Además, el 93 % de los encuestados no jubilados da por hecho que será necesario acometer nuevas reformas antes de que llegue su jubilación, una opinión que comparten incluso dos de cada tres mayores de 60 años que siguen en activo. Más que un desacuerdo entre generaciones, la encuesta refleja un amplio consenso sobre la necesidad de revisar el funcionamiento del sistema.
La preocupación por el futuro de las pensiones se basa en la percepción de que las nuevas generaciones afrontan una situación económica más complicada que la de quienes ya están retirados. Solo uno de cada cuatro encuestados (25 %) considera que los trabajadores menores de 40 años disfrutan hoy de una posición económica mejor que la de los pensionistas, mientras que el 56 % sostiene justamente lo contrario. Esta visión es mayoritaria en todos los grupos de edad.
Sin embargo, la encuesta también muestra una situación paradójica. La mayoría de los españoles reconoce el problema, desconfía de las reformas aprobadas y asume que habrá nuevos cambios, pero rechaza las principales medidas que habitualmente se plantean para reforzar la sostenibilidad del sistema.
Más del 80 % se opone a elevar progresivamente la edad de jubilación hasta los 70 años, un rechazo que también comparten los propios jubilados, pese a que ya no se verían afectados por esa decisión. Además, siete de cada diez consideran que la edad legal actual, fijada en 67 años, ya es demasiado elevada, mientras que el 73 % rechaza ampliar los años mínimos de cotización exigidos para acceder a una pensión.

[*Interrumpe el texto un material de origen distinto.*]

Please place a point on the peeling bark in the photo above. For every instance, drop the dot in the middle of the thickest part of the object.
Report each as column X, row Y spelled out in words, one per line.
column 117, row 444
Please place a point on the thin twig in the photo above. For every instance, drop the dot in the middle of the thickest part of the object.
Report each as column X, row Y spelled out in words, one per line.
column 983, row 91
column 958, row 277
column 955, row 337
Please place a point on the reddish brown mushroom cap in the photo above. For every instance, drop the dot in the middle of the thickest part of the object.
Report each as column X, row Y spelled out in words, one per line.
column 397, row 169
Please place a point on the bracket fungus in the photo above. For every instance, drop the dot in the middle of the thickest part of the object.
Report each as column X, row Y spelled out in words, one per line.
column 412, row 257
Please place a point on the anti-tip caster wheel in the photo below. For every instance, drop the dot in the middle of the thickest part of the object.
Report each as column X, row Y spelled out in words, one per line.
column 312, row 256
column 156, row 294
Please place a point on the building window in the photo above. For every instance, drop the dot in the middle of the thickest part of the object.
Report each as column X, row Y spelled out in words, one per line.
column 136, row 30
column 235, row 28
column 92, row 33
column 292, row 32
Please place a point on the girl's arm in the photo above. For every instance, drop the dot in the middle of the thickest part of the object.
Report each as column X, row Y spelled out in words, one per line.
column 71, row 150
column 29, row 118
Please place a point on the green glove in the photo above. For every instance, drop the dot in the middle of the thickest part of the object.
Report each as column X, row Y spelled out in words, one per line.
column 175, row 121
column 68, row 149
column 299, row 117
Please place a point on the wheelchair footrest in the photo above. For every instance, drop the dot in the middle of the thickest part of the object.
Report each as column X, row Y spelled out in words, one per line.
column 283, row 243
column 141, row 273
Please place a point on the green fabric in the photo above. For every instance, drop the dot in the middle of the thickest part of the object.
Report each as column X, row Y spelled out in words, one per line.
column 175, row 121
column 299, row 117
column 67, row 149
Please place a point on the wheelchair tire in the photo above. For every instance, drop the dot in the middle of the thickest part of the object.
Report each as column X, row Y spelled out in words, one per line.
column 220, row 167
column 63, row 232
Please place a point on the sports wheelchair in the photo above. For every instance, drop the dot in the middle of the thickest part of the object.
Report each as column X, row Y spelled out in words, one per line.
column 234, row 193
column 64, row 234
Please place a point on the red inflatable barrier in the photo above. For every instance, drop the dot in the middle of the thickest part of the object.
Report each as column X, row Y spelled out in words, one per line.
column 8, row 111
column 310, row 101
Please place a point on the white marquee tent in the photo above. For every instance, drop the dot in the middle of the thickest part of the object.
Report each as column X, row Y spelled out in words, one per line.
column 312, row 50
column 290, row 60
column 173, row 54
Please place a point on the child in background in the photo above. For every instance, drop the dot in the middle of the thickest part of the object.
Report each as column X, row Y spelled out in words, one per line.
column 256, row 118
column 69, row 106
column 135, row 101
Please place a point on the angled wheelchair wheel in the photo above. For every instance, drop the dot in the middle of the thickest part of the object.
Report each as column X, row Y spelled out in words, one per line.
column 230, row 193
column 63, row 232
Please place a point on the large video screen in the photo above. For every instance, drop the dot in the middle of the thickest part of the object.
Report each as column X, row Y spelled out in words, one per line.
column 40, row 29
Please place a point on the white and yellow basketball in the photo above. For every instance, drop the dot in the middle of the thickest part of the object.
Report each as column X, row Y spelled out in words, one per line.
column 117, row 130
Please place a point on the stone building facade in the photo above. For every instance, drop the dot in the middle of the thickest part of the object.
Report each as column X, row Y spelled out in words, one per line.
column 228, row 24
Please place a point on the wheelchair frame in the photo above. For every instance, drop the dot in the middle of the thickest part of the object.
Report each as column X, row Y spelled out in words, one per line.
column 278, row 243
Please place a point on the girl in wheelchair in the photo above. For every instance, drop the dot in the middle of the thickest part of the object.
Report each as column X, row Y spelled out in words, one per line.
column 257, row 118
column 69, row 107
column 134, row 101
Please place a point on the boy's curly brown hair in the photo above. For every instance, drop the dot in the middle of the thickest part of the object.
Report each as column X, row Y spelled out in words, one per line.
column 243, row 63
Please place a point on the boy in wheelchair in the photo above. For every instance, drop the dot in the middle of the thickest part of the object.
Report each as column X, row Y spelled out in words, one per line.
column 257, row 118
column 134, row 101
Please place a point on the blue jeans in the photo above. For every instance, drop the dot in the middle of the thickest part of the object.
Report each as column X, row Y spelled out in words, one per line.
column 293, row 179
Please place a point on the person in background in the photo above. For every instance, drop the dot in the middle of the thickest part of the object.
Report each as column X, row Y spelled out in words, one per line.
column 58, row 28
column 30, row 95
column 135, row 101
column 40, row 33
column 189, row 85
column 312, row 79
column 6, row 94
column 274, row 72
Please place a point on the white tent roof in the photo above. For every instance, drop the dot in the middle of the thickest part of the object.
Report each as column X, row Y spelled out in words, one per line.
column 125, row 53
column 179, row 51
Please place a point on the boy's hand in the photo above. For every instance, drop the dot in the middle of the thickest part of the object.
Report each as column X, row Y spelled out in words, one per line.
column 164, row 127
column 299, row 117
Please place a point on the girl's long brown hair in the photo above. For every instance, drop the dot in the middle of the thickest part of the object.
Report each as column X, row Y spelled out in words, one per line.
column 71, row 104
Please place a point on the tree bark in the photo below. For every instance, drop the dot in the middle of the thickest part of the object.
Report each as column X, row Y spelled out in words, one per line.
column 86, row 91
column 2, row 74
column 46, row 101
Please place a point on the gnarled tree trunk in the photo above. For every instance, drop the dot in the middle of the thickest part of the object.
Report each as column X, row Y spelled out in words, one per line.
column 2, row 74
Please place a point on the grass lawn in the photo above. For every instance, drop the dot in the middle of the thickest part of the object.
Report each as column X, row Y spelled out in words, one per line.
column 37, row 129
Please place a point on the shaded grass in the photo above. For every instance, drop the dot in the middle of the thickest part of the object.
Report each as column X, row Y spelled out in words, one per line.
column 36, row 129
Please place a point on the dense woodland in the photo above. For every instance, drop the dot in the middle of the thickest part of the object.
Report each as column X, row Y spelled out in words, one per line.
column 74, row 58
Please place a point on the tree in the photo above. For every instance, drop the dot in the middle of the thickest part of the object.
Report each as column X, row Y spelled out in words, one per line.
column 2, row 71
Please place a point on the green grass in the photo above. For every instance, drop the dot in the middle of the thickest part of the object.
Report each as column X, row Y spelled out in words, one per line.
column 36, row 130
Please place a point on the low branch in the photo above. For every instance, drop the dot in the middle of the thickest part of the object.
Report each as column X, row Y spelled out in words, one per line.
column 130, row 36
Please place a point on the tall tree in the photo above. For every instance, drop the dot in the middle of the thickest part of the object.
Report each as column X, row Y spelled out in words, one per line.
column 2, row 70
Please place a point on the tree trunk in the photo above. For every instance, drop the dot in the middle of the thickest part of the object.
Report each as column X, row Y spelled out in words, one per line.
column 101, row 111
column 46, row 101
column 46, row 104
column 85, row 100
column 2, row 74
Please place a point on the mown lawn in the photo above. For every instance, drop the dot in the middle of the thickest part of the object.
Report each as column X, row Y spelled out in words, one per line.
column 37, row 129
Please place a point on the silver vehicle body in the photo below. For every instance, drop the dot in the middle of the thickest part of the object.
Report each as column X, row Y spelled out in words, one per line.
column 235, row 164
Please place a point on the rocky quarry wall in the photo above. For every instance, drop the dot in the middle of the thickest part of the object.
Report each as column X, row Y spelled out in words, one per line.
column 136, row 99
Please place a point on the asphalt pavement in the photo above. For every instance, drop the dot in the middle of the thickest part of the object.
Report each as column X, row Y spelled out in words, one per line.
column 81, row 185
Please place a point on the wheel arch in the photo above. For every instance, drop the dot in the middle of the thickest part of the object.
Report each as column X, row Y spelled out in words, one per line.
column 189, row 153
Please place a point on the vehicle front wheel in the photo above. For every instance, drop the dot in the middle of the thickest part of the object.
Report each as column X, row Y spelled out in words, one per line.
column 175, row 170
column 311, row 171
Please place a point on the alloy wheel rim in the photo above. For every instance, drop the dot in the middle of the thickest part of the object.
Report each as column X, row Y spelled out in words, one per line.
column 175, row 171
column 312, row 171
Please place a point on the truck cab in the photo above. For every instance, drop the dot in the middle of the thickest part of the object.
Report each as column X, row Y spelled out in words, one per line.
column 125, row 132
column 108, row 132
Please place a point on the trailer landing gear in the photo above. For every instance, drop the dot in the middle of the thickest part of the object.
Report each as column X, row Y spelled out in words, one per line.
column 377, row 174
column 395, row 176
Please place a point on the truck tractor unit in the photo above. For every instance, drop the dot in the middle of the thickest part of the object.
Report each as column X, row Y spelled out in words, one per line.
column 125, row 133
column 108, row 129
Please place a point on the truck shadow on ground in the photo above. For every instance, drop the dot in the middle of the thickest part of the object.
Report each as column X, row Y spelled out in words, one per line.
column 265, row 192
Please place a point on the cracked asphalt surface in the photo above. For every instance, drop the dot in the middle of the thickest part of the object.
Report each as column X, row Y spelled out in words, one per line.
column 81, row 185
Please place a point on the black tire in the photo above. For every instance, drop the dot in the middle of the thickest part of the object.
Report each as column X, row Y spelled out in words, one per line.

Medidas para aumentar los ingresos
Las medidas para aumentar los ingresos tampoco logran respaldo mayoritario. El 66 % rechaza introducir un impuesto específico para financiar las pensiones y el 54 % se opone a aumentar las cotizaciones sociales que pagan trabajadores y empresas. En definitiva, ninguna de las cuatro medidas concretas planteadas en la encuesta reúne suficiente apoyo social para presentarse como una opción de reforma con respaldo amplio.
Aun así, sí existe una aceptación mayoritaria a la hora de reforzar el carácter contributivo del sistema. El 58 % de los encuestados se inclina por un modelo en el que la cuantía de la pensión guarde una relación más estrecha con las cotizaciones realizadas durante la vida laboral, frente a un sistema más distributivo basado en garantizar una renta suficiente con independencia de la aportación individual.
Como señala la investigadora de Funcas y responsable del estudio, Elisa Chuliá, «el éxito de una reforma en este sentido solo podría residir en un diseño técnico acertado, que, además de mejorar la sostenibilidad financiera de las pensiones, se explique bien a los ciudadanos de todas las generaciones y genere así la confianza de que, cuando se jubilen, van a contar con prestaciones de la Seguridad Social justas y previsibles».